OSHA has been using drones with cameras to conduct at least nine inspections of employer facilities in 2018 after it obtained permission from the companies’ management to do so.
Earlier this year, OSHA issued a memo formalizing its use of drones for inspection activities. Because employers must grant the agency permission for it to conduct the flyovers of their facilities, the new practice ends up putting employers in an uncomfortable position, some attorneys note.
OSHA’s use of drones has the potential to expand its violation-finding capabilities during any inspection, they say.
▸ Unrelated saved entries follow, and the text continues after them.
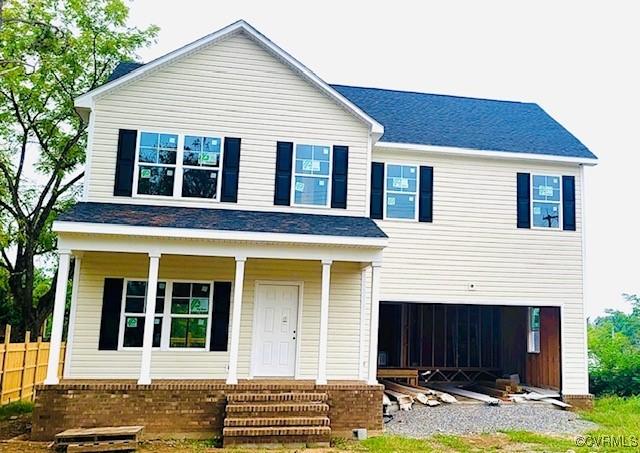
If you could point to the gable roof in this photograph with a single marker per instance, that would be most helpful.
(133, 71)
(461, 122)
(222, 220)
(414, 118)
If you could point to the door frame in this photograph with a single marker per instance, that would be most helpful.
(254, 328)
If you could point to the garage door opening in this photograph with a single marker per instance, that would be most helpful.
(452, 343)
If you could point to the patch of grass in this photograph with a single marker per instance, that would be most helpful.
(15, 408)
(397, 444)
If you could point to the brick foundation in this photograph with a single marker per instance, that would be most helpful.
(579, 402)
(186, 409)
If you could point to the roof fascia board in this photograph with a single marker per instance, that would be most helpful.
(224, 235)
(85, 100)
(486, 153)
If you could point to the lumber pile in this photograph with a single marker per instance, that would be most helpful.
(405, 395)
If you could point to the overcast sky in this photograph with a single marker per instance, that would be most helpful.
(578, 59)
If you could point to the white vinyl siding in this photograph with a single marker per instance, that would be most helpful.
(474, 239)
(344, 307)
(233, 88)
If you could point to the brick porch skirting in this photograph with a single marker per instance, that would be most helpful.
(187, 409)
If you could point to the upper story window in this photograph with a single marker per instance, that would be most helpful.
(312, 170)
(546, 201)
(173, 165)
(201, 164)
(401, 189)
(157, 159)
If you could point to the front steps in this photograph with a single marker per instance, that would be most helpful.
(277, 419)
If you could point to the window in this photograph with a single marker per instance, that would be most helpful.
(201, 165)
(546, 201)
(134, 309)
(182, 314)
(157, 159)
(190, 304)
(311, 175)
(195, 159)
(401, 188)
(534, 330)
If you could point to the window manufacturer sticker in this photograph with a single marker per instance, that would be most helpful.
(545, 191)
(400, 183)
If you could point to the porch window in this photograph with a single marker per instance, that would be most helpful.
(201, 165)
(534, 330)
(311, 175)
(134, 309)
(190, 307)
(546, 201)
(401, 188)
(157, 159)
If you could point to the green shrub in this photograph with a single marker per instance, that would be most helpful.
(614, 352)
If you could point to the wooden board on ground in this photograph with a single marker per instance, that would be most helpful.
(405, 401)
(112, 438)
(421, 397)
(410, 374)
(468, 394)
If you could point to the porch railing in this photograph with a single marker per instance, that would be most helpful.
(23, 366)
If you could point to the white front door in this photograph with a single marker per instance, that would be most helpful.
(274, 344)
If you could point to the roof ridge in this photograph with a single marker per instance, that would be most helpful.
(433, 94)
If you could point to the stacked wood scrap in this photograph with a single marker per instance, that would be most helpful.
(425, 396)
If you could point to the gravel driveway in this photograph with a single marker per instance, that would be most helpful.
(424, 421)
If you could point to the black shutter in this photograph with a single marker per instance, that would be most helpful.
(339, 177)
(377, 190)
(524, 200)
(425, 211)
(110, 319)
(230, 170)
(220, 316)
(284, 161)
(125, 160)
(569, 203)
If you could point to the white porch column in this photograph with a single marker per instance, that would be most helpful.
(64, 258)
(324, 323)
(71, 329)
(373, 328)
(149, 317)
(232, 376)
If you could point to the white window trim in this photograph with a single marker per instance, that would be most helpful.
(166, 315)
(178, 167)
(329, 176)
(531, 201)
(531, 347)
(417, 194)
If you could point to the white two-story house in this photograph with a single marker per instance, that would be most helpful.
(248, 231)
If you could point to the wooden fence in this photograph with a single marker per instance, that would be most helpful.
(23, 366)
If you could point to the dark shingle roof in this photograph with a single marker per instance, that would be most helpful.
(223, 219)
(433, 119)
(484, 124)
(123, 68)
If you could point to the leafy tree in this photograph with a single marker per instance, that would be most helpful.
(51, 51)
(614, 351)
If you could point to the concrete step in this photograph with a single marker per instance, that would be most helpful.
(237, 398)
(281, 409)
(276, 421)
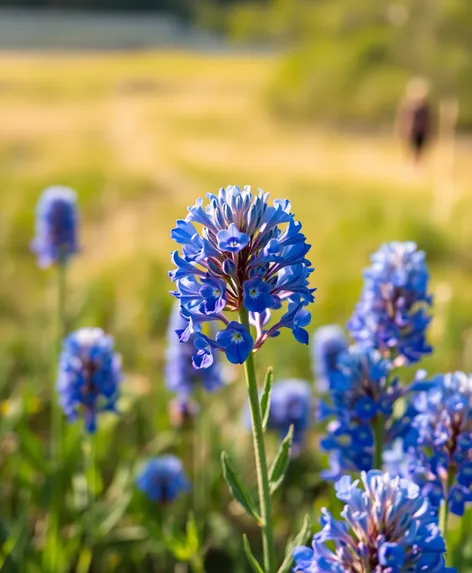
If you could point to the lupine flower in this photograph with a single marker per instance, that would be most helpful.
(89, 375)
(248, 255)
(328, 343)
(392, 315)
(162, 479)
(387, 527)
(440, 441)
(291, 403)
(56, 226)
(180, 374)
(362, 390)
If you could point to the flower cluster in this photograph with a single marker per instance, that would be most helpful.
(361, 390)
(392, 315)
(248, 256)
(440, 442)
(56, 226)
(387, 527)
(162, 479)
(180, 374)
(328, 343)
(291, 403)
(89, 375)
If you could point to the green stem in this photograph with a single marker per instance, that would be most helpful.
(56, 418)
(444, 518)
(90, 463)
(261, 461)
(379, 435)
(198, 460)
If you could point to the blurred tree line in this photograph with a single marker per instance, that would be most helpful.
(348, 62)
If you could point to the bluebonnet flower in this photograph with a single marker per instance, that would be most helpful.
(440, 440)
(89, 375)
(56, 226)
(392, 315)
(248, 255)
(291, 403)
(387, 527)
(328, 343)
(163, 479)
(180, 374)
(362, 389)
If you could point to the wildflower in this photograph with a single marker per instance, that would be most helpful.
(162, 479)
(387, 526)
(180, 374)
(328, 343)
(362, 390)
(291, 403)
(248, 255)
(392, 313)
(89, 375)
(56, 226)
(440, 443)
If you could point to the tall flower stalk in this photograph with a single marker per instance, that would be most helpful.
(55, 242)
(248, 257)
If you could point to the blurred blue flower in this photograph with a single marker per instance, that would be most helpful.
(387, 526)
(328, 343)
(392, 315)
(291, 403)
(180, 374)
(247, 254)
(56, 226)
(162, 479)
(89, 375)
(440, 441)
(362, 389)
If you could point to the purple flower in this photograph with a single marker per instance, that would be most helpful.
(236, 341)
(392, 315)
(329, 343)
(162, 479)
(387, 527)
(56, 226)
(89, 375)
(439, 441)
(180, 373)
(238, 253)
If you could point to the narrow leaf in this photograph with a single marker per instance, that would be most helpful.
(280, 464)
(237, 489)
(300, 539)
(249, 554)
(265, 398)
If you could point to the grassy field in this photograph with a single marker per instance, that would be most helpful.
(140, 136)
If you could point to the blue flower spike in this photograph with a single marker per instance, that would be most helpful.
(392, 315)
(56, 226)
(439, 441)
(89, 376)
(162, 479)
(237, 253)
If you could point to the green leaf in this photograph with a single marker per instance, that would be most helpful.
(192, 534)
(300, 539)
(265, 398)
(252, 560)
(280, 464)
(237, 489)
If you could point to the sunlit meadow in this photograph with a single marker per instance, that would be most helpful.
(140, 137)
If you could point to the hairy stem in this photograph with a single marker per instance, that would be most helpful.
(379, 437)
(260, 456)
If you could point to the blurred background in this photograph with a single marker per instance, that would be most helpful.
(144, 105)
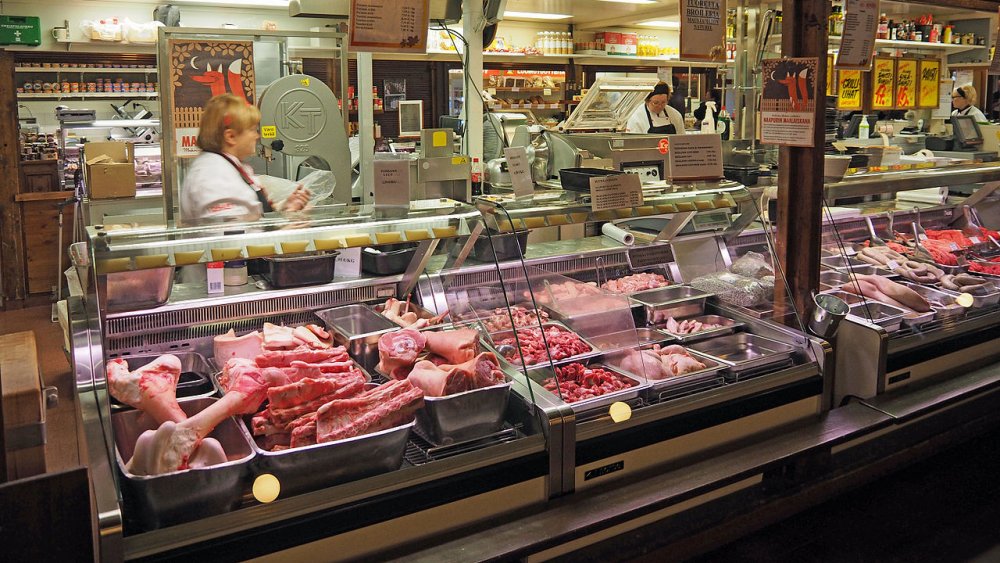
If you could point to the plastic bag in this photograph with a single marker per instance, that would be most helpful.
(734, 288)
(140, 32)
(320, 183)
(752, 265)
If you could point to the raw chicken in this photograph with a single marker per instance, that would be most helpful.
(173, 446)
(151, 388)
(228, 345)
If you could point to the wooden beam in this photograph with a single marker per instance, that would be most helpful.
(800, 169)
(11, 242)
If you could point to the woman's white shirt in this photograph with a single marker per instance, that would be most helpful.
(214, 188)
(639, 123)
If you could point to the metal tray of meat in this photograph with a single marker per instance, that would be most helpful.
(846, 263)
(539, 375)
(674, 301)
(463, 416)
(886, 316)
(196, 374)
(978, 301)
(943, 304)
(641, 336)
(726, 326)
(743, 351)
(516, 362)
(158, 501)
(357, 328)
(308, 468)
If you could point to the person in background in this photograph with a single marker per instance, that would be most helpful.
(964, 99)
(217, 184)
(655, 116)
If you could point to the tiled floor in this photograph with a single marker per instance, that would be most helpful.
(61, 450)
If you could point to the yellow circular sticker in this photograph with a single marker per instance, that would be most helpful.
(266, 488)
(620, 412)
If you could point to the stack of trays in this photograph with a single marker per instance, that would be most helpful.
(157, 501)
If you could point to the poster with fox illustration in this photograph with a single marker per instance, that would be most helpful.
(199, 70)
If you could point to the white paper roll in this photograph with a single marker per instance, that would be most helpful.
(618, 234)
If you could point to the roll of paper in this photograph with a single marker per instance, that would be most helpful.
(618, 234)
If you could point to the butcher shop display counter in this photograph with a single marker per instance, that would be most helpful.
(260, 418)
(922, 283)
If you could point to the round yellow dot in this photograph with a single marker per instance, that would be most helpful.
(620, 412)
(266, 488)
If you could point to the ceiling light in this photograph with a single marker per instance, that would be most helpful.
(535, 15)
(662, 24)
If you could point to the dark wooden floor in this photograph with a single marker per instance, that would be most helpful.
(943, 509)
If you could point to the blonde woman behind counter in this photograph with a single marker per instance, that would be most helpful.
(218, 185)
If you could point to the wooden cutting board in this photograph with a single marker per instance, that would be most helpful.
(22, 401)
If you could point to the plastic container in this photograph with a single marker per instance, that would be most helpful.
(295, 271)
(578, 179)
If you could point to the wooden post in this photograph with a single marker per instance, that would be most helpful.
(800, 169)
(12, 257)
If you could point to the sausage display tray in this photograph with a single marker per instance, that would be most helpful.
(743, 352)
(158, 501)
(538, 375)
(463, 416)
(493, 337)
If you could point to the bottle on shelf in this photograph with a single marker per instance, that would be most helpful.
(477, 177)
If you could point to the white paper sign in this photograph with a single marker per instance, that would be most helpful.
(860, 27)
(615, 192)
(396, 26)
(520, 171)
(392, 183)
(695, 157)
(348, 263)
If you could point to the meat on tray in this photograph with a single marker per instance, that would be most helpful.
(500, 320)
(688, 326)
(661, 363)
(636, 282)
(577, 382)
(562, 344)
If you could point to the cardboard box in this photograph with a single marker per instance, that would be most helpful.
(110, 170)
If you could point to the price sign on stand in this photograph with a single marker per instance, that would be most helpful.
(615, 192)
(520, 171)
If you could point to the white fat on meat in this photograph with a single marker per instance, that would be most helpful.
(228, 345)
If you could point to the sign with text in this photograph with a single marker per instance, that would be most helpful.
(520, 171)
(849, 90)
(788, 104)
(396, 26)
(617, 191)
(198, 70)
(857, 45)
(695, 157)
(906, 84)
(703, 30)
(392, 183)
(883, 83)
(930, 77)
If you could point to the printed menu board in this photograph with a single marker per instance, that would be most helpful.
(849, 90)
(906, 84)
(930, 79)
(883, 83)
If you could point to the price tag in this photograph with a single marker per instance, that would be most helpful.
(520, 171)
(392, 183)
(615, 192)
(349, 263)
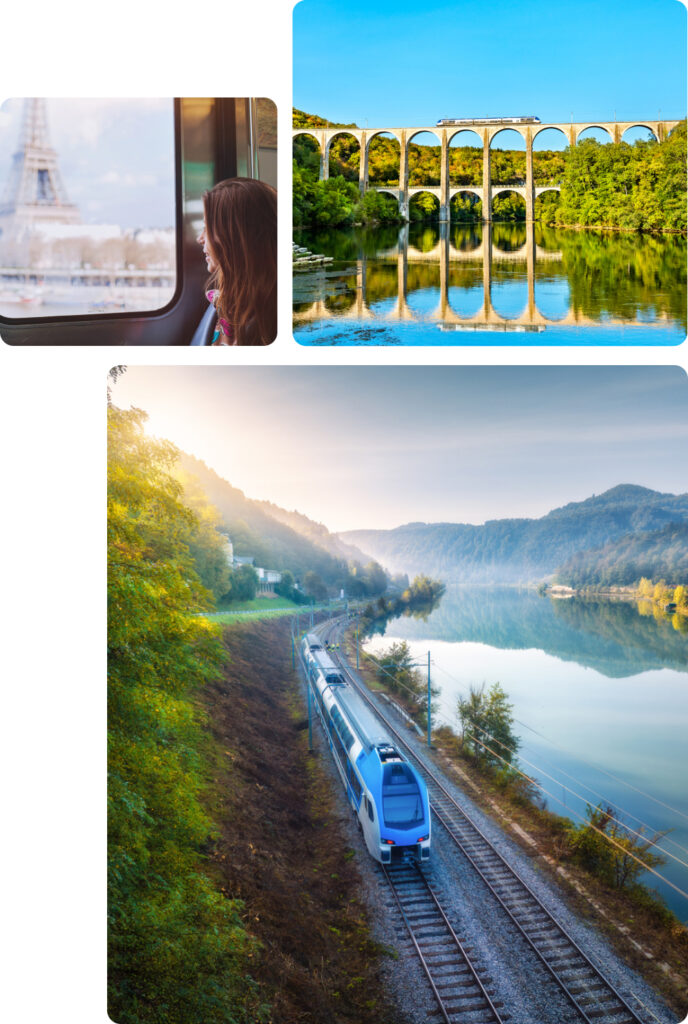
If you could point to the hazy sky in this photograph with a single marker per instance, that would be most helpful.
(411, 62)
(378, 446)
(116, 157)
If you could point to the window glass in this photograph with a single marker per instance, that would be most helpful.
(87, 207)
(266, 140)
(401, 805)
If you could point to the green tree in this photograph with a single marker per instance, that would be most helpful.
(175, 944)
(606, 848)
(487, 725)
(313, 586)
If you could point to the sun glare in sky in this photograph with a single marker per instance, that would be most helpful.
(375, 448)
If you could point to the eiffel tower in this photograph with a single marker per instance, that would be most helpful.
(35, 193)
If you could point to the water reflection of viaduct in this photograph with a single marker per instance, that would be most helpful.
(445, 192)
(530, 318)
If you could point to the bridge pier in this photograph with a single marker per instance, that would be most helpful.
(529, 182)
(486, 190)
(362, 164)
(444, 208)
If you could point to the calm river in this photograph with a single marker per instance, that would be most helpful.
(599, 695)
(505, 284)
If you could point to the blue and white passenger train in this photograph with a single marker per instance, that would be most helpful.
(388, 797)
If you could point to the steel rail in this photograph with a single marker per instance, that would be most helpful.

Drones allow OSHA a bird’s-eye view of a facility, significantly expanding the areas that can be easily viewed by an inspector.
While most inspections can and should be limited in scope, the fact remains that OSHA can cite employers for any violations it finds that are in plain sight, says Megan Baroni, an attorney with the law firm of Robinson & Cole.
“Employers must consent to the drone use, but the question remains as to how the scope of an investigation might change if an employer refuses,” she points out.
There is little doubt that this enforcement tool will see increased use in future years and businesses would be prudent to address the use of drones in their OSHA response strategy now, according to John S. Ho, an attorney with the law firm of the Cozen O’Connor.
“Until some of these issues become more fully developed and depending, of course, on the specific facts, drones may present a situation where the employer might consider going against conventional thinking and err on the side of withholding consent,” he suggests.